Mathilda dévisageait Hermione de haut en bas en se demandant si elle était aussi coincée sur scène que dans la vie active.

- Tu peux me montrer les loges s'il te plait ? demanda t-elle, pressée.
- Hein ? Ah euh oui, viens, suis-moi... répondit Hermione en détournant le regard de son patron.

Une demi-heure plus tard, alors qu'Hermione et Mathilda avaient commencé à faire connaissance, la salle était remplie. Des hommes toujours plus vieux les uns que les autres se tenaient là, assis, le cigare à la bouche et jouaient à se lancer des sorts pour impressionner les dames. Alfred lança alors un "bouclierscena" qui permettait de protéger les jeunes sur scène des sorts susceptibles d'être lancés, même si cela n'était encore jamais arrivé.

- Bien, je vais aller me changer, il ne faut pas que je sois en retard ! lança Hermione à Mathilda. Donc, euh, en attendant, tu n'as qu'à aller au bar et demander un verre de... jus de fruit ou quelque chose comme ça ! C'est gratuit pour toi je pense...

Mathilda obéit après lui avoir souhaiter bonne chance. Hermione ne rendit alors compte qu'elle n'avait jamais été encouragée car elle n'en avait jamais ressenti le besoin, et qu'en réalité, elle ne s'était jamais rapproché des autres membres de l'équipe.

- Ah oui ... Mathilda ! Et ne t'approche pas trop des gens que tu ne connais pas... Enfin, si quelqu'un t'embête, tu n'as qu'à appeler Alfred ou le barman. Bien, à toute à l'heure... lui cria la jeune femme.

Une fois en loge, Hermione commença à enfiler sa tenue. Elle ressemblait à celle d'hier mais cette fois là, les coutures noires étaient visibles, et la jupe était parsemée de paillettes. La belle demoiselle s'assit face au grand miroir éclairé par plusieurs ampoules. Elle se tenait droite et se contemplait. Mione se trouvait belle ce soir, son maquillage mettait ses yeux en valeur, et sa robe lui donnait l'air d'une danseuse de cabaret. Une larme coula sur sa joue.
Elle n'avait plus aucune envie d'aller sur scène. Sans Ginny, elle se retrouvait toute seule. Elle baissa les yeux pour reprendre ses esprits et aperçut alors sa bouteille d'alcool.

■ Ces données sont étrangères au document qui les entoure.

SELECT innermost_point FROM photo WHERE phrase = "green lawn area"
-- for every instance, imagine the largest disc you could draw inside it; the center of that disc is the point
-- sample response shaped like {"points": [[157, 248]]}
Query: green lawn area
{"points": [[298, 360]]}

- Saloperie... jura Hermione en la voyant.

Elle se leva et commença à sortir des loges. Hermione s'arrêta net, prit son souffle, et retourna dans sa loge pour boire un coup. Puis elle repartit.
En coulisse, caché derrière un rideau miteux bleu foncé, Alfred attendait Hermione.

- Aah ma chérie... tu es ravissante... lança-t-il. Ce soir, c'est un peu spécial... Tu es seule sur scène, donc il faudra que tu restes un peu plus longtemps, tu comprends...
Hermione leva les yeux au ciel, sans sourire.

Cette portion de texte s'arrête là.